On Jan 26, 2018, at 10:48 AM, Jiří Techet <techet gmail com> wrote:

Hi John,

I'd personally go for the second (simpler) option - building python as part of bootstrapping. I've been 
using

jhbuild bootstrap && jhbuild build python && jhbuild build meta-gtk-osx-bootstrap && jhbuild build 
meta-gtk-osx-core

for the last few releases of Geany and it works fine for me. Alternatively it could be documented that 
users have to run the above but doing it directly in bootstrap is nicer.

Best regards,

Jiri



On Sun, Jan 14, 2018 at 10:24 PM, John Ralls <jralls ceridwen us> wrote:


On Sep 16, 2017, at 1:04 PM, Jiří Techet <techet gmail com> wrote:

Just check the backtrace from the first email - there's no C involved. The error message comes from

/System/Library/Frameworks/Python.framework/Versions/2.7/lib/python2.7/distutils/spawn.py

Jiri

On Sat, Sep 16, 2017 at 9:53 PM, John Ralls <jralls ceridwen us> wrote:

On Sep 16, 2017, at 12:44 PM, Jiří Techet <techet gmail com> wrote:

Hi John,

at least from the backtrace it doesn't seem to happen when linking libpython but rather when running 
preprocess() from

https://docs.python.org/2/distutils/apiref.html

Huh. That's odd, there's no reason that should care about deployment target. You're sure it's using 
/usr/bin/python, not linking libpython and calling distutils.preprocess() from C?

Jiri,

Sorry for forgetting about this thread.

We're both wrong, of course. The preprocess function runs cpp, the C preprocessor, on the file. That does 
everything starting with # in the file: Composes the compilation unit with #include, selects code blocks in 
#if..#else...#endif, and runs all of the preprocessor macros including MAC_OS_X_MIN_SUPPORTED and 
MAC_OS_X_MAX_ALLOWED, hence the failure.

But looking through giscanner/ccompiler.py I see that it also has a compile function that does exactly what 
one would expect.

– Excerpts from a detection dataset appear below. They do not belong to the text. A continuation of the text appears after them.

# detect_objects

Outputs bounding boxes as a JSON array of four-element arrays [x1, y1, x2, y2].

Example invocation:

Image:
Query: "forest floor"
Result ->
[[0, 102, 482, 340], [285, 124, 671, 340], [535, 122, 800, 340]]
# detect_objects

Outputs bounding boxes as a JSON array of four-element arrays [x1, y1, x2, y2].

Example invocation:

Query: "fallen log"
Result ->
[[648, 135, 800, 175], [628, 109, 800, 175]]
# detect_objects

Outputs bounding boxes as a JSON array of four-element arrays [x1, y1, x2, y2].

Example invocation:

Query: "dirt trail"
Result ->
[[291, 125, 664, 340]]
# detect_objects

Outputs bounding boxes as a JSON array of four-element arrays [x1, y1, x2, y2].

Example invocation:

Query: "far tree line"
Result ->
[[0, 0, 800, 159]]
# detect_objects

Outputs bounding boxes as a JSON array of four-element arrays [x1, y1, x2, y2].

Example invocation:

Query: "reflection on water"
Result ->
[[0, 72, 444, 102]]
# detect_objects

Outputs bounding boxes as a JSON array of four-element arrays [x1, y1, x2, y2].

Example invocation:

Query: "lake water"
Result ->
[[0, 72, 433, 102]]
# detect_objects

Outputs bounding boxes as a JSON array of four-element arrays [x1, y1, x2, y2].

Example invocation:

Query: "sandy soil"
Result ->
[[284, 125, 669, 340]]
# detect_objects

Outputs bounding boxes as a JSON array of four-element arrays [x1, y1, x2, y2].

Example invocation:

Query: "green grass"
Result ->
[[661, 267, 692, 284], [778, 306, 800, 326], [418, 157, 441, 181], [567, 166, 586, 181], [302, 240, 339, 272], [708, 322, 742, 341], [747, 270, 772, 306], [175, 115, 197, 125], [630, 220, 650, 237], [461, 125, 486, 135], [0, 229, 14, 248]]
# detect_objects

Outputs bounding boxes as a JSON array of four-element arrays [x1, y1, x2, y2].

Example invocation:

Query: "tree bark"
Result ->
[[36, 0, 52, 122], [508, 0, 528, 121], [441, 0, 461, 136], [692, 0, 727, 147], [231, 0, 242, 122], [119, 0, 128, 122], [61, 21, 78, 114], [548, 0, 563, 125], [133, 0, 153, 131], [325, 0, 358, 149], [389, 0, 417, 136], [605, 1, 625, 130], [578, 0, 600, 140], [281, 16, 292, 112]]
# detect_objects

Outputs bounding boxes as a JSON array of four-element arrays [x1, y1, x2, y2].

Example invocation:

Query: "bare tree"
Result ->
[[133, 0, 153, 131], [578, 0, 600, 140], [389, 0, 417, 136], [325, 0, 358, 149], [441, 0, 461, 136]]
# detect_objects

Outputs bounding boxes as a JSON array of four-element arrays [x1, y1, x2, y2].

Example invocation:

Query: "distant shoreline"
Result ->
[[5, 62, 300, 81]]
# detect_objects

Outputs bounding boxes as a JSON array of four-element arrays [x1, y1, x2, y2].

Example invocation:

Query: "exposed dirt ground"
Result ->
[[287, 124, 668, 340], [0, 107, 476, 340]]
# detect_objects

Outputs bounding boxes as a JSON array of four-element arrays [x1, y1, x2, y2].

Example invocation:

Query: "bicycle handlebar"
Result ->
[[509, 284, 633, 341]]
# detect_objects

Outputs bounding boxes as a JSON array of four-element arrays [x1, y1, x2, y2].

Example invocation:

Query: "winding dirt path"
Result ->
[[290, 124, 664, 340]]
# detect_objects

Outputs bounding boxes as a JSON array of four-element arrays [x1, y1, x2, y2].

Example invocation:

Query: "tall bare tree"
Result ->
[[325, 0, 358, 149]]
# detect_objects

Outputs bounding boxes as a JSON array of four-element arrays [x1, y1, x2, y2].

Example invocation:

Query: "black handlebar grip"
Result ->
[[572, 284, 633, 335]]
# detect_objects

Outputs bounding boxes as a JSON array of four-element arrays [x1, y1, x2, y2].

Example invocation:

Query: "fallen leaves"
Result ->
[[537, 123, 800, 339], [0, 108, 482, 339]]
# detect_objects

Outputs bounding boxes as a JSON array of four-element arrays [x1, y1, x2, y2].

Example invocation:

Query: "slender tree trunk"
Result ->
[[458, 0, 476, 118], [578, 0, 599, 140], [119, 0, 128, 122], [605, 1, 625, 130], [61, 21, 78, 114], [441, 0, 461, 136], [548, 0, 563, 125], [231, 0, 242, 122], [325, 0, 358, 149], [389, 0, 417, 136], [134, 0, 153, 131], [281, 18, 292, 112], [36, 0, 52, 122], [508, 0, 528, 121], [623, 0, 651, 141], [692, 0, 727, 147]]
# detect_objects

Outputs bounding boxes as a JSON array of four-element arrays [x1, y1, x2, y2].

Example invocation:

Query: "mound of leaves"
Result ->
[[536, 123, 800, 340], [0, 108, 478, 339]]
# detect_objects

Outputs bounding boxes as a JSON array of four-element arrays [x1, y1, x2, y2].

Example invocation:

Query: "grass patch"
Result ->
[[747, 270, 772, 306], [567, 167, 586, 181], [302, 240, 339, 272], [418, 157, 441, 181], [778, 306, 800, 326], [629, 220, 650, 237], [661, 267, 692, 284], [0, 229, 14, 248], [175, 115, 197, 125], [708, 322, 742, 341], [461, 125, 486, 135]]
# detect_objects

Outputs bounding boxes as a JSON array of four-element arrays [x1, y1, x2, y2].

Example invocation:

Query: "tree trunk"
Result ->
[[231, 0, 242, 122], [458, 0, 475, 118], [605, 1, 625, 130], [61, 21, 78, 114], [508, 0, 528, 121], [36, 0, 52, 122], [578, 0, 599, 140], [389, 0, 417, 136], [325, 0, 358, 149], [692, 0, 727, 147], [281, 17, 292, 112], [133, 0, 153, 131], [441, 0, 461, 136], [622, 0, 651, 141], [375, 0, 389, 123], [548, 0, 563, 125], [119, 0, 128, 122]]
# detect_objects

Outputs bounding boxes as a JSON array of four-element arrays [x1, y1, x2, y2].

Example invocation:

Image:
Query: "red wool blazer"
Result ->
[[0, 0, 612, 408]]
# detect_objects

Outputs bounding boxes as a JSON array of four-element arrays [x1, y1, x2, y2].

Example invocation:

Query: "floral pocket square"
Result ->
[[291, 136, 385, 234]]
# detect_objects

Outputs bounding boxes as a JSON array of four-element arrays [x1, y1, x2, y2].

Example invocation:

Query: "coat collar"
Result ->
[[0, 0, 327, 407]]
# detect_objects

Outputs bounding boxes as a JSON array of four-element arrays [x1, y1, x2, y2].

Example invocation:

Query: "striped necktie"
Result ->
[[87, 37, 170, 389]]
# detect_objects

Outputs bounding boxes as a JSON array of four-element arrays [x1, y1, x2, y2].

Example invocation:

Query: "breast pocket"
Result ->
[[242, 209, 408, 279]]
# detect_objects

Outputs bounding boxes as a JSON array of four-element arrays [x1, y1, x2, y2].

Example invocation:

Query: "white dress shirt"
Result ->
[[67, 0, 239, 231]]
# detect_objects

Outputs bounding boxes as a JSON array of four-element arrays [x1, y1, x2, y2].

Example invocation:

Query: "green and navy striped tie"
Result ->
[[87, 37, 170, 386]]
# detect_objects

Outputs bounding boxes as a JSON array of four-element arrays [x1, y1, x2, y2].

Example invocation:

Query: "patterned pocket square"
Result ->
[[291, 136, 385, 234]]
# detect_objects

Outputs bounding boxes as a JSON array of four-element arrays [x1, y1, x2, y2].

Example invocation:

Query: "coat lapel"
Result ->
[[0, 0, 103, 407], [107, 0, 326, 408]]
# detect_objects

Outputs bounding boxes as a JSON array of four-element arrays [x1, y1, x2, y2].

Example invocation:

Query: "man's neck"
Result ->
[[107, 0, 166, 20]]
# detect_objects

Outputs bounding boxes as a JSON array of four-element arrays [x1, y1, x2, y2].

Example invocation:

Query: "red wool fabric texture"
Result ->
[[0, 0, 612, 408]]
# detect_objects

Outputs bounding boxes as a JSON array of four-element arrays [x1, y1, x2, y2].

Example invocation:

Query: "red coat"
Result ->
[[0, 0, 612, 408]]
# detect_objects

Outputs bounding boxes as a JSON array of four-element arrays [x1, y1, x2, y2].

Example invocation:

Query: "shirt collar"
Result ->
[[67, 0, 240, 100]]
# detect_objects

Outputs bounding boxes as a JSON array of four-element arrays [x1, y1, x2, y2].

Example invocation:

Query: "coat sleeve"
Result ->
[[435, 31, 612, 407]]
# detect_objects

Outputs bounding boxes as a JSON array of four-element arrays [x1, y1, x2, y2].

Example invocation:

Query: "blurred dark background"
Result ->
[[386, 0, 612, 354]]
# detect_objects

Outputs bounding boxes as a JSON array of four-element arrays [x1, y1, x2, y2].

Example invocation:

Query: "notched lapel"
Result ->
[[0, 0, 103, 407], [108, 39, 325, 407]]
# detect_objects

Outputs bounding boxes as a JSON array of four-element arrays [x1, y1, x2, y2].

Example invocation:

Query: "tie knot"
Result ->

That will also get tripped up by MAC_OS_X_MIN_VERSION/MAX_ALLOWED.

So either work up a generic patch for ccompiler.py that figures out if there's a mismatch between the 
MACOSX_DEPLOYMENT_TARGET set for building the library and the one used by python or just build python as 
part of bootstrapping your build environment.